KSPAs first winter conference: advisors stories

Story by Xavier Laymon from Wichita South High School, Lindsay Tyrell-Blake and Sophia Edmonson

Design made by Lindsay Tyrell-Blake and Photos by Sophia Edmonson. Made for multimedia.

Students and teachers from around the Wichita area gathered at WSU on Feb 15 to learn more about journalism at the new KSPA winter conference. With different experiences and teaching styles, advisors Kim Warren and Julie Barker share their ways of teaching.

Warren is an advisor at Salina South and teaches 21st-century journalism yearbook newspaper, accounting, and graphic design classes — who always tries to keep her students interested in what she is teaching.

“I think one of the reasons or one of the ways that students became engaged is through their product, whether that be a yearbook, the newspaper, or an online product so that project-based product-based assignments really engage the students more than maybe just an assignment in a class,” Warren said.

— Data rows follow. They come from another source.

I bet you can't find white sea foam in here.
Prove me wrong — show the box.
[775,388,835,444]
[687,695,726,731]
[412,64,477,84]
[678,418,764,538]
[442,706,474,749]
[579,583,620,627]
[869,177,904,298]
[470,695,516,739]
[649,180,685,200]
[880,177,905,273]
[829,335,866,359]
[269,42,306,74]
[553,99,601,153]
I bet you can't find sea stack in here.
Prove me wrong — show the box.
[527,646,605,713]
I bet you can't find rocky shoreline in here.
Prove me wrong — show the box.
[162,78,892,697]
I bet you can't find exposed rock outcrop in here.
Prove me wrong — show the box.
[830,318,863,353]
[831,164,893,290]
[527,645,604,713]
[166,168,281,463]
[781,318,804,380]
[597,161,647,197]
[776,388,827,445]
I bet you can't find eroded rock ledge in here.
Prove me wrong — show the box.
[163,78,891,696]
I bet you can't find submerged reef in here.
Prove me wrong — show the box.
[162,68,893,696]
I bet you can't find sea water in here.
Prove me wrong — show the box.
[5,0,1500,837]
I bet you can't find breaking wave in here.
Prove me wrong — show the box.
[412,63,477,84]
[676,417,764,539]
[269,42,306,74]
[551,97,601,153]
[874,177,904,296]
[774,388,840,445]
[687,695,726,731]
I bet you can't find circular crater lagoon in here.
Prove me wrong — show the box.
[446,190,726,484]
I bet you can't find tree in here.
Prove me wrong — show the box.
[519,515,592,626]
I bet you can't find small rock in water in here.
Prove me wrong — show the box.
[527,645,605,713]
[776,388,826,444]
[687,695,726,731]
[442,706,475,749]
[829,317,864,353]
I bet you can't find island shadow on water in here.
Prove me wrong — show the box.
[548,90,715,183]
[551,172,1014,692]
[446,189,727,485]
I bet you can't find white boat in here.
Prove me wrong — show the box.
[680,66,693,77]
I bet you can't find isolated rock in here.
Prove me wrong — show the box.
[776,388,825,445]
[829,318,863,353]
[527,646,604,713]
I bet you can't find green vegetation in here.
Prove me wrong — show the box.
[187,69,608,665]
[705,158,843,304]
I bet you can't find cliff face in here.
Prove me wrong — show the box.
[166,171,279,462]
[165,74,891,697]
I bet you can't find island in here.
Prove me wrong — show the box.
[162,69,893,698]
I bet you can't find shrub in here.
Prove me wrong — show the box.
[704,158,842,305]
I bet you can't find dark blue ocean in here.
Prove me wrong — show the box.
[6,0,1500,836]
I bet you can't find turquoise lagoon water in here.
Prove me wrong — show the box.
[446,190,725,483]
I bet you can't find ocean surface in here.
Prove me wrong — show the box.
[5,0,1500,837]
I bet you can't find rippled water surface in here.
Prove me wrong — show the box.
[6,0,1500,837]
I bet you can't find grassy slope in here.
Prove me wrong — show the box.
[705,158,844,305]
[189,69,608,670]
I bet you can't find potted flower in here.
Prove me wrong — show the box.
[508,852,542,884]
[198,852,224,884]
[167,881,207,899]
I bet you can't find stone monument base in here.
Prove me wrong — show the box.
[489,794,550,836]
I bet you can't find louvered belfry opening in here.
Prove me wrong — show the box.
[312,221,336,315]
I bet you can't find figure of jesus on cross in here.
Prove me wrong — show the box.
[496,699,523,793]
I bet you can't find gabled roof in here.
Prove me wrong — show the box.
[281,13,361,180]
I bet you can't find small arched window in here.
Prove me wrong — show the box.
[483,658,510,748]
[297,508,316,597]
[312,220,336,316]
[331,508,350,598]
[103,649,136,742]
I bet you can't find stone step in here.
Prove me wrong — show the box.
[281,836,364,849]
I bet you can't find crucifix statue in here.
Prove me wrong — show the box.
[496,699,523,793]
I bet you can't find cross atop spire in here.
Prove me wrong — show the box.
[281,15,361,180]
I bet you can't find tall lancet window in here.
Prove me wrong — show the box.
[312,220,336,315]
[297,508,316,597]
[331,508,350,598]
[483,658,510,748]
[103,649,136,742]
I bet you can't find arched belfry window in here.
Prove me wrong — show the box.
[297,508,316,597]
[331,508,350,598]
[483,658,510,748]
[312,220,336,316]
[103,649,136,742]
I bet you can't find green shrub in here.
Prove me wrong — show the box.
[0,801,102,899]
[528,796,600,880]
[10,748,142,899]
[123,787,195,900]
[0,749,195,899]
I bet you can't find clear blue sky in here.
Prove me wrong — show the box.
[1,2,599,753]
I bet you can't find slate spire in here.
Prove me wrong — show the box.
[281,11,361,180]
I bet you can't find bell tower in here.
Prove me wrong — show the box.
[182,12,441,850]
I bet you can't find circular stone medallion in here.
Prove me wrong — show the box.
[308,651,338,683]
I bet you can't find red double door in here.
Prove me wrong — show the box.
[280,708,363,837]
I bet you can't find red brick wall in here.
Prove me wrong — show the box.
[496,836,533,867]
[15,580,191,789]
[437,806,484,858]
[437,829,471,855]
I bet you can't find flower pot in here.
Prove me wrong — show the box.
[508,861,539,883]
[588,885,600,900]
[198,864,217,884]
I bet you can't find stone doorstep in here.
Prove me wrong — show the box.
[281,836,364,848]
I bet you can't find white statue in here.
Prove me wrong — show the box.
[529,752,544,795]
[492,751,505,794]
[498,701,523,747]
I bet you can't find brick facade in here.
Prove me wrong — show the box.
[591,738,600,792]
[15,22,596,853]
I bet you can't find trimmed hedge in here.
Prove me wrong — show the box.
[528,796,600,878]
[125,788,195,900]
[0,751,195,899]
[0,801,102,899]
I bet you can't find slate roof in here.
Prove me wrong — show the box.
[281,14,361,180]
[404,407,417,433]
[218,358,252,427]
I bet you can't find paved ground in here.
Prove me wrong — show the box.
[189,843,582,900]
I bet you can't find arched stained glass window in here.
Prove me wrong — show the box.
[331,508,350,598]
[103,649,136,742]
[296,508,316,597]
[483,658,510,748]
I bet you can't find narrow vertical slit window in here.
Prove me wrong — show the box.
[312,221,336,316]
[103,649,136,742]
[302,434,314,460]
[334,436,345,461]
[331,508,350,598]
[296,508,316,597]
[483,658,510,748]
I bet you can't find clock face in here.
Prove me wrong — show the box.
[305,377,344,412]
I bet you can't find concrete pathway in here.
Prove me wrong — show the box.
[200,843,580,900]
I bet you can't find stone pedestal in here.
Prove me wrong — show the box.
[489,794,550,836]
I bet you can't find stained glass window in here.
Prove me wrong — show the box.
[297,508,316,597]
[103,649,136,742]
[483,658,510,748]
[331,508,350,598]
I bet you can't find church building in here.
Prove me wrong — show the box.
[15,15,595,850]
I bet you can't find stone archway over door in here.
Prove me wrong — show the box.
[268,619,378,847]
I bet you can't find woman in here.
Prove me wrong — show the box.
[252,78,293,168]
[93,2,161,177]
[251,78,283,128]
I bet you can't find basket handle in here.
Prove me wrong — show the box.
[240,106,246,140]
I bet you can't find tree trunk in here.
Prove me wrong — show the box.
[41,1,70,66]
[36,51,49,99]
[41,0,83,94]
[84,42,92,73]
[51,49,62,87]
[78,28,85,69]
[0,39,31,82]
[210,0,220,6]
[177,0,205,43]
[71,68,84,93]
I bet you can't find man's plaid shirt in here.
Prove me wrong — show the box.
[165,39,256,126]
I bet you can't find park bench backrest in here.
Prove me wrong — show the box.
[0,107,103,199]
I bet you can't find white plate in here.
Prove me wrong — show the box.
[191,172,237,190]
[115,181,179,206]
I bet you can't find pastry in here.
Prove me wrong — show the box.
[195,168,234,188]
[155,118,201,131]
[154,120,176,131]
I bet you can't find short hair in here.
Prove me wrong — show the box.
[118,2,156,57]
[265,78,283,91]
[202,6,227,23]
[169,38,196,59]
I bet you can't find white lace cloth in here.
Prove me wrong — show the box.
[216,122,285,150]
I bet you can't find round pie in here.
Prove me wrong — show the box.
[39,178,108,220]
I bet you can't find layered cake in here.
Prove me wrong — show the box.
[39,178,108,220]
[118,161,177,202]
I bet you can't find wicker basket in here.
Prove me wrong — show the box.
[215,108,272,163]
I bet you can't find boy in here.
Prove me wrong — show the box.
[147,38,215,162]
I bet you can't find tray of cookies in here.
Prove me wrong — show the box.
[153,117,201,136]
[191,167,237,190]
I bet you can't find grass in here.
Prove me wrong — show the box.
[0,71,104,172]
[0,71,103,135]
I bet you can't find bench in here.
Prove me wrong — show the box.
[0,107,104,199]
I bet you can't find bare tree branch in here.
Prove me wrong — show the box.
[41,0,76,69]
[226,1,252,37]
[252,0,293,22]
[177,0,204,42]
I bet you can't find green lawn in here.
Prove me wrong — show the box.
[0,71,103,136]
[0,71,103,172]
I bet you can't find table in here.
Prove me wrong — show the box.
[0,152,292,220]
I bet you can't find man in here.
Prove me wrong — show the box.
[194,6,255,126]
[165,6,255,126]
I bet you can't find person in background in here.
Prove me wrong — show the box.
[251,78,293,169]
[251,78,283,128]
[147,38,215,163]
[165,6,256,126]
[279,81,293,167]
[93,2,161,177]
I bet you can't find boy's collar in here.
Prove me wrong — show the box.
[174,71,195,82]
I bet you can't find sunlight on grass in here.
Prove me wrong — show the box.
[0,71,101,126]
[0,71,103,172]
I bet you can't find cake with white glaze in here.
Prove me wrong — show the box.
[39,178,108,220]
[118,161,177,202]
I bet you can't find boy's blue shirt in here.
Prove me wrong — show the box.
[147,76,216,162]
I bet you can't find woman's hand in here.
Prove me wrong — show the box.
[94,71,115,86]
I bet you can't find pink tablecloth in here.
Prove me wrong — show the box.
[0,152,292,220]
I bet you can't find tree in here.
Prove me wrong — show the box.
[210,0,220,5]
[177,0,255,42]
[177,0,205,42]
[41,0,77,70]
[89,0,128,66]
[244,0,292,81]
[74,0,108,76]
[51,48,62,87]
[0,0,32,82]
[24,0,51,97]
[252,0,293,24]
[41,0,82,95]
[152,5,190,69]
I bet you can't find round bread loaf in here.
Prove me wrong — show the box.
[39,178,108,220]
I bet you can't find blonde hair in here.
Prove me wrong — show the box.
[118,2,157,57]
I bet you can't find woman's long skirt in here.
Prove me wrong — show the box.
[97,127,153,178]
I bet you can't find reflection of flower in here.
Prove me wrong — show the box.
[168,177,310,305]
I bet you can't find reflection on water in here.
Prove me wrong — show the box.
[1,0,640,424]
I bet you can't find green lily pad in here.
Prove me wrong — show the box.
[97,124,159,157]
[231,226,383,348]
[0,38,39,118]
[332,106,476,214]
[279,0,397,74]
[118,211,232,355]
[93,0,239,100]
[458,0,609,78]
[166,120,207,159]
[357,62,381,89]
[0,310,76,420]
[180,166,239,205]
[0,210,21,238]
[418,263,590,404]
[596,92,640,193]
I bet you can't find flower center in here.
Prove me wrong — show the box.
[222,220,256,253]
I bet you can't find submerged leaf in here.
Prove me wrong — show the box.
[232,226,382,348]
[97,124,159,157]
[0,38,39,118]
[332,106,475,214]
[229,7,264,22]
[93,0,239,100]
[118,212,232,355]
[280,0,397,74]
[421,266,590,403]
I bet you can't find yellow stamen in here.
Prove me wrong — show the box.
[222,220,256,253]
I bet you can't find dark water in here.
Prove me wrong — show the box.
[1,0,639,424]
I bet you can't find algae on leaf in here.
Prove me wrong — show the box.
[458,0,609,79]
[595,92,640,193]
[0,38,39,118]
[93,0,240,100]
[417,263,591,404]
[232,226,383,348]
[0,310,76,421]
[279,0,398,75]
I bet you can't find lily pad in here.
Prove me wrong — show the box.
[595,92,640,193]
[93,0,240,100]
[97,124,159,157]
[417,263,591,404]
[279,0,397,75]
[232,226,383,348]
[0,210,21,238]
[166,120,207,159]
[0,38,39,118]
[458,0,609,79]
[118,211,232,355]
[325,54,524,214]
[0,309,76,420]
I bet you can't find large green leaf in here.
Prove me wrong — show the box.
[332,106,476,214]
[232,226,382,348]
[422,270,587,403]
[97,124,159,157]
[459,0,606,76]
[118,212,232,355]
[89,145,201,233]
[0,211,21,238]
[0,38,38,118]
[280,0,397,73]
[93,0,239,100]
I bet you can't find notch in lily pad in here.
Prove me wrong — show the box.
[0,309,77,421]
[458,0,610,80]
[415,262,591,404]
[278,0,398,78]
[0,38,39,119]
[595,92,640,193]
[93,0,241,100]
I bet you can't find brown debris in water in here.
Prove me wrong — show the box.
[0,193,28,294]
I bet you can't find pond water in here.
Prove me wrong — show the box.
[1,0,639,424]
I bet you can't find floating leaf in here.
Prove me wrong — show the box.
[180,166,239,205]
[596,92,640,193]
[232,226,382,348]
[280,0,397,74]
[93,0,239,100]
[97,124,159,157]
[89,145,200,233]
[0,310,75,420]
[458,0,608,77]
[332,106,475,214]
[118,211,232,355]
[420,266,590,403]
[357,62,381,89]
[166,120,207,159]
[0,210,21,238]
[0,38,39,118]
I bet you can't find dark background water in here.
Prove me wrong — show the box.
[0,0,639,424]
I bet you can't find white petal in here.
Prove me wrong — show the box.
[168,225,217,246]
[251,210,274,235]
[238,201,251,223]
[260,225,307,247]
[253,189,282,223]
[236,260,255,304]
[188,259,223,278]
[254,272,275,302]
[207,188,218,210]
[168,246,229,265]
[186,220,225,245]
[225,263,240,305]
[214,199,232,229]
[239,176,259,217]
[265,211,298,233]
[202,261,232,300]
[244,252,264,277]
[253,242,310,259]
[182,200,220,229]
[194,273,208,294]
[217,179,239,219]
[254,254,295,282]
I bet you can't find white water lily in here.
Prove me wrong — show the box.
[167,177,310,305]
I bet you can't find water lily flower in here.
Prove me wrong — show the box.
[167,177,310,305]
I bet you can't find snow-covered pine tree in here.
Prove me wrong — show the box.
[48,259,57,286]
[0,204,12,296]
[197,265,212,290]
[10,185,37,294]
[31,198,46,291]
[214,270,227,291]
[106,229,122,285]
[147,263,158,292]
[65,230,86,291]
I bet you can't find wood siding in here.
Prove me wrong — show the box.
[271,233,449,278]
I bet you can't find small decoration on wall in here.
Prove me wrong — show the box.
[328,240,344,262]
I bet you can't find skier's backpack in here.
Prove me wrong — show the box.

She very much enjoys teaching her classes and thinks that social media has affected her teaching.

“Oh, gosh, yes… just people being connected. Being able to access information, you know, immediately,” Warren said.

Barker is a journalism advisor from Augusta High School who also came to the conference. She agrees with Warren’s opinion on how to keep her students and staff engaged.

“As far as the publication staffs go, it’s about them, they have control. And it’s not about me just standing up there as a teacher and giving knowledge they have the control. They have the control of what they do, and there’s conversations that we have, but when it’s their product, they’re more interested in what’s going on,” Barker said.

The executive director of KSPA – Eric Thomas – was the one that set up the conference. He recruited the advisors — who brought their students.

“Well, it’s the first year we’ve done it. We’ve never done this before. So it was cool to try something for the first time. And all of [the students] are gonna have to tell us whether it was a success or not, because we thought it was, but we want to make sure it’s doing what [we] want it to do,” Thomas said.

At the end of the conference, students – and advisors –  learned new things and met new people who had similar interests as them.